The extensive reorganization in rhombomeres 3 and 5 of the Egr-2 null mice eliminates most RTN neurons ( Thoby-Brisson et al., 2009), but neurons outside of Egr-2 domain may compensate for the lethality caused by loss of RTN neurons. In our case, we propose that some of the RL-derived Atoh1 neurons could function collectively as a second excitatory source for the preBötC, which might stochastically reach the excitatory threshold

to allow survival of half the newborn Atoh1Phox2bCKO mice. Although the paratrigeminal neurons are anatomically intact without Atoh1, their role in respiratory control remains unknown, and we do not exclude the possibility that they modulate find more breathing in an Atoh1-dependent Onalespib ic50 manner. RL-independent and dependent Atoh1-positive neuronal subpopulations might each contribute to neonatal respiratory activity to

a similar extent. Fifty percent of newborn mice with Atoh1 deletion in the Wnt-1 lineages, which affect most of the RL-derived neurons, die within 24–36 hr of birth ( Morrison et al., 2009), which lends further support to this hypothesis. Loss of Atoh1 causes aberrant RTN neuronal migration, analogous to the consequence of loss of atonal during the development of the Drosophila dorsal cluster (DC) neurons. Atonal is expressed in the postmitotic DC neurons that innervate the optic lobes ( Hassan et al., 2000); in its absence, the DC neurons are still present, but are aberrantly positioned and show severely impaired target innervation and loss of axonal arborization. Atonal thus does not act as a classical proneural gene in the DC Astemizole neurons. Interestingly, the ability of atonal/Atoh1 to control cell positioning and target innervation is limited to the few populations where these bHLH factors are expressed postmitotically.
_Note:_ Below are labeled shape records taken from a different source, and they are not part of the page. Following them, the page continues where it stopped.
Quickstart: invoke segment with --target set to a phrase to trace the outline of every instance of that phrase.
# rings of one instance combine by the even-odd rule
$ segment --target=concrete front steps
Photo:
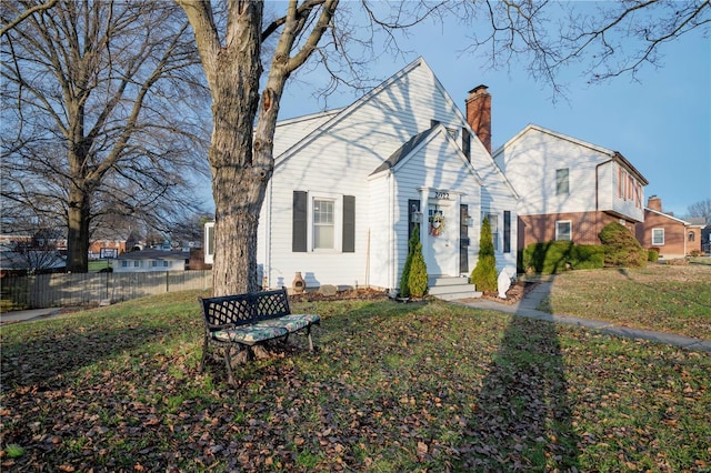
[[[474,284],[469,283],[469,278],[429,276],[428,294],[443,301],[457,301],[459,299],[481,298]]]

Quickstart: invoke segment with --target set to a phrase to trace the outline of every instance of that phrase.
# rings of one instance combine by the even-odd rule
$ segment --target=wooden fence
[[[37,274],[2,278],[2,310],[120,302],[143,295],[212,288],[212,271]]]

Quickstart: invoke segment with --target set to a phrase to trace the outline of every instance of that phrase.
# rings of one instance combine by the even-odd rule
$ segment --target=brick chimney
[[[647,207],[651,210],[655,210],[658,212],[662,211],[662,200],[657,195],[650,195],[647,200]]]
[[[467,121],[479,141],[491,153],[491,94],[487,85],[478,85],[469,91],[467,98]]]

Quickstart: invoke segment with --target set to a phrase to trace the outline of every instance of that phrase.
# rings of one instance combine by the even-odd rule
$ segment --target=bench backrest
[[[211,329],[226,325],[244,325],[291,313],[286,288],[273,291],[198,299],[202,309],[202,316]]]

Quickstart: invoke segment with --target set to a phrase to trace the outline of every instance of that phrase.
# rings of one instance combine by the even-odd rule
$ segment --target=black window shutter
[[[308,215],[309,195],[303,191],[293,191],[293,213],[291,230],[291,251],[307,251],[307,215]]]
[[[503,252],[511,253],[511,211],[503,211]]]
[[[343,253],[356,252],[356,195],[343,195]]]
[[[414,225],[415,225],[415,223],[412,222],[412,214],[419,211],[420,211],[420,201],[414,199],[408,200],[408,241],[410,241],[410,236],[412,236],[412,230],[414,229]]]

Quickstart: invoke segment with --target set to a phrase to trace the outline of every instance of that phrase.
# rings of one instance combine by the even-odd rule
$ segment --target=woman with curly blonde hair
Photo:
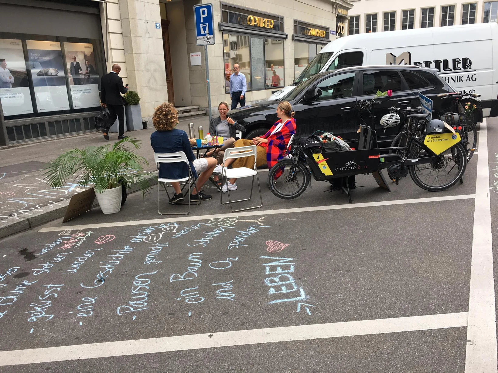
[[[185,131],[175,127],[178,124],[178,113],[171,103],[164,102],[155,108],[152,116],[152,123],[157,130],[150,135],[150,145],[155,153],[175,153],[183,152],[190,162],[192,173],[198,175],[194,188],[190,194],[191,202],[211,199],[212,196],[200,190],[216,166],[216,159],[213,158],[196,159],[188,136]],[[159,177],[166,179],[182,179],[188,175],[188,169],[185,163],[162,164],[160,165]],[[178,203],[185,200],[179,183],[172,183],[175,191],[169,200],[170,203]],[[197,190],[200,190],[198,193]]]

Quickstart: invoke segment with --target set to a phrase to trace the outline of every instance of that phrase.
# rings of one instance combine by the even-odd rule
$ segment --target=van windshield
[[[299,77],[296,80],[295,82],[296,85],[308,80],[310,77],[315,74],[318,74],[333,54],[333,52],[324,52],[323,53],[318,53],[315,56],[303,70]]]

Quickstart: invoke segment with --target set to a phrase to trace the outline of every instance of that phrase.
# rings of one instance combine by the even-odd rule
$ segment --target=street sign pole
[[[194,6],[194,18],[195,23],[196,43],[204,46],[204,58],[206,61],[206,84],[208,91],[208,110],[211,121],[211,91],[209,82],[209,62],[208,59],[208,46],[215,43],[214,22],[213,19],[213,4],[200,4]]]
[[[208,62],[208,45],[204,46],[204,57],[206,58],[206,83],[208,85],[208,111],[209,112],[209,122],[211,121],[211,91],[209,87],[209,63]]]

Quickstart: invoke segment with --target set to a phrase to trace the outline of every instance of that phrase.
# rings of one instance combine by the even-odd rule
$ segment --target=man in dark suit
[[[81,79],[76,78],[77,75],[79,75],[80,72],[83,72],[83,69],[81,68],[80,63],[76,61],[76,56],[73,56],[73,62],[71,63],[71,66],[69,67],[69,74],[73,77],[73,83],[76,84],[81,84]]]
[[[121,93],[124,94],[128,92],[128,89],[123,86],[123,80],[119,77],[121,68],[118,64],[113,65],[112,71],[103,76],[101,79],[102,94],[101,104],[104,107],[107,107],[111,114],[111,118],[108,123],[108,127],[103,130],[104,137],[109,139],[109,128],[116,120],[119,120],[120,133],[118,140],[124,139],[127,136],[124,136],[124,102]]]

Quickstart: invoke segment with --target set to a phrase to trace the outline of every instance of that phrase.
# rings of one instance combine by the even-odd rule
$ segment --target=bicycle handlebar
[[[478,97],[481,97],[480,94],[478,94],[477,93],[466,93],[465,94],[460,94],[460,93],[458,92],[451,92],[450,93],[439,93],[437,95],[438,97],[448,97],[448,96],[460,96],[459,98],[462,98],[463,97],[465,97],[466,96],[468,96],[469,97],[473,97],[474,98],[477,98]]]

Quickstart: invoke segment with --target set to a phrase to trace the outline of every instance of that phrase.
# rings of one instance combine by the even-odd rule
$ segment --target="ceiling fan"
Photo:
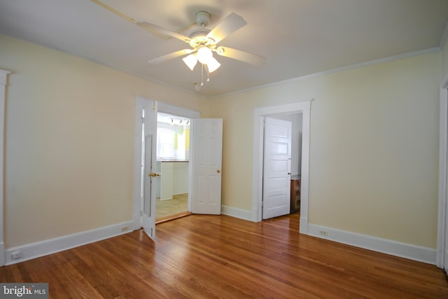
[[[211,73],[220,66],[218,60],[213,57],[214,52],[218,55],[251,64],[261,65],[265,63],[266,59],[261,56],[232,48],[218,46],[218,43],[230,34],[247,24],[241,16],[232,13],[212,29],[205,28],[209,22],[210,13],[206,11],[198,11],[196,13],[196,23],[200,26],[200,28],[191,31],[188,36],[146,22],[137,22],[137,25],[141,27],[180,39],[188,43],[191,47],[191,48],[179,50],[150,60],[148,62],[159,64],[178,57],[188,55],[183,57],[183,60],[190,69],[192,71],[199,61],[203,67],[204,66],[206,67],[208,72]]]

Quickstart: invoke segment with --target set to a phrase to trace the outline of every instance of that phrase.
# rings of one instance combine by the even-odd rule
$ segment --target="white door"
[[[154,101],[146,101],[144,107],[142,135],[144,146],[143,210],[141,226],[151,238],[155,236],[155,186],[157,172],[157,107]]]
[[[221,213],[223,120],[196,118],[191,125],[192,155],[191,211]]]
[[[289,214],[292,123],[265,119],[262,218]]]
[[[448,161],[448,160],[447,160]],[[448,185],[448,184],[447,184]],[[445,198],[445,201],[447,200],[447,199]],[[446,215],[448,215],[448,202],[447,202],[447,204],[445,204],[445,246],[443,250],[443,255],[444,255],[444,258],[443,258],[443,267],[445,270],[445,272],[447,272],[447,274],[448,274],[448,218],[447,217]]]

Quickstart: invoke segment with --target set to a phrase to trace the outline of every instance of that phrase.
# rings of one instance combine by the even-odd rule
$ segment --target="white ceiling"
[[[172,31],[194,20],[199,11],[211,14],[209,28],[232,12],[243,17],[248,24],[219,45],[263,56],[266,63],[254,67],[217,56],[221,67],[200,92],[206,96],[437,48],[448,20],[447,0],[102,2]],[[195,27],[181,33],[188,36]],[[200,68],[192,72],[180,57],[147,63],[188,45],[158,37],[90,0],[0,0],[0,32],[192,92],[201,80]]]

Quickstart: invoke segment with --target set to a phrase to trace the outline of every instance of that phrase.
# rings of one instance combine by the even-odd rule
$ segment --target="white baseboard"
[[[321,231],[328,233],[321,235]],[[435,265],[435,249],[361,235],[346,230],[308,224],[308,235],[400,258]]]
[[[127,228],[125,230],[126,228]],[[132,221],[122,222],[94,230],[8,248],[4,251],[4,254],[1,255],[1,257],[5,258],[5,265],[15,264],[126,234],[132,230]],[[20,257],[13,259],[13,253],[18,252],[20,253]]]
[[[242,209],[221,206],[221,214],[252,221],[252,212]]]

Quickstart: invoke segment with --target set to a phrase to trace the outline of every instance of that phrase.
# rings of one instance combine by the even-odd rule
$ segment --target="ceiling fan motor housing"
[[[196,22],[202,27],[208,25],[210,22],[210,14],[206,11],[198,11],[196,13]]]
[[[214,48],[214,46],[216,46],[215,41],[211,37],[207,37],[209,32],[210,32],[210,29],[206,28],[197,28],[192,30],[188,35],[190,38],[190,46],[195,48],[200,45]]]

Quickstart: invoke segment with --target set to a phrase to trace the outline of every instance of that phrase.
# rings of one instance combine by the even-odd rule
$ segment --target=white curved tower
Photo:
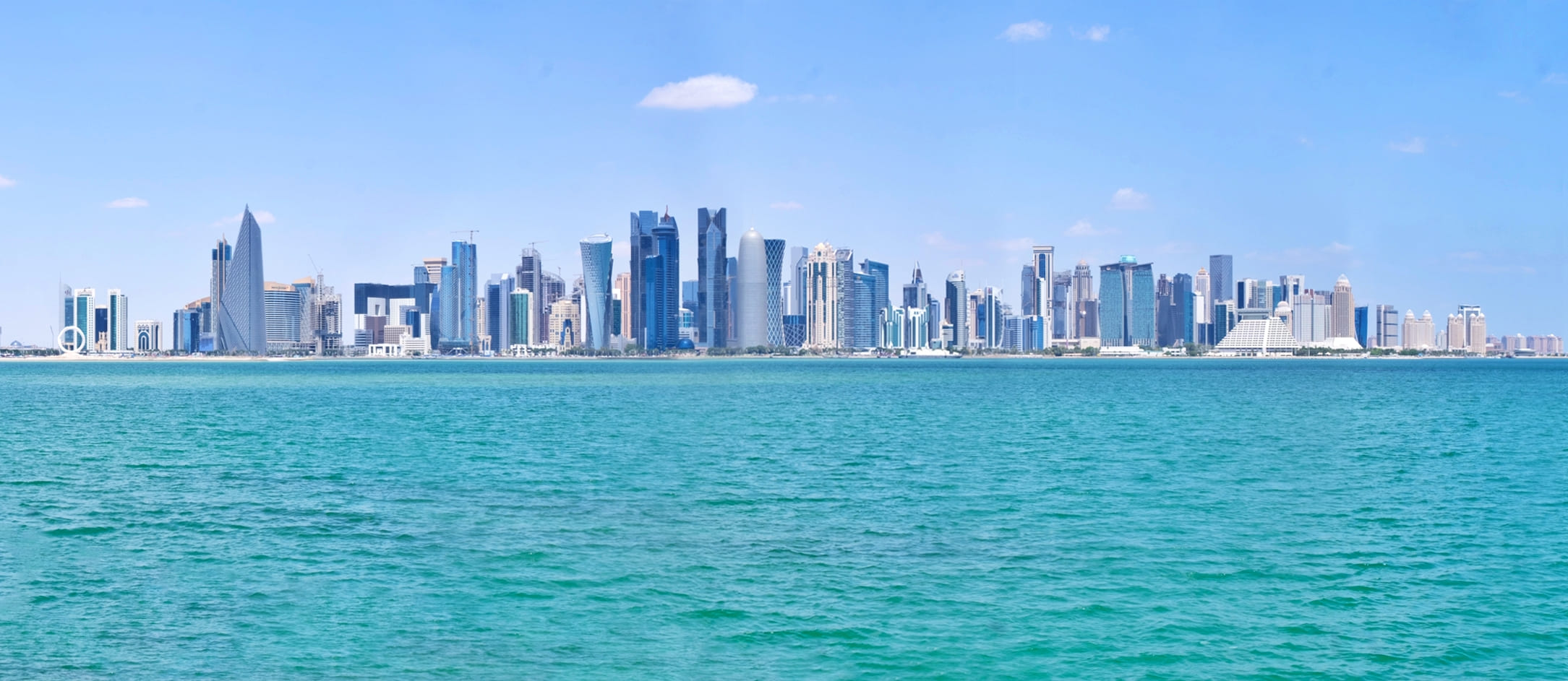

The identity of central chemoreceptors and the mechanism by which they detect elevated pCO2 and stimulate breathing remain unclear, but

these questions are currently under intense investigation (Guyenet, 2012). The Atoh1Phox2bCKO surviving mice provide an unexpected opportunity to assess the extent to which mislocalized RTN neurons affect adult chemoresponsiveness. We observed that the Atoh1Phox2bCKO surviving mice develop a significantly impaired hypercapnic response and hypersensitivity to hypoxia, suggesting that despite the possible development of compensatory mechanisms, the Atoh1-mediated development of the RTN neurons remains a crucial step that assures proper chemosensory response throughout life. During embryonic stage, the fictive motor activity of Atoh1Phox2bCKO embryos is significantly slower than WT embryos under both baseline and pH challenge; but unlike the CCHS mouse models that lose the RTN and express Phox2b27Ala in multiple brain regions ( Dubreuil et al., 2008; Ramanantsoa et al., 2011), the pH response is virtually unchanged in the Atoh1Phox2bCKO embryos.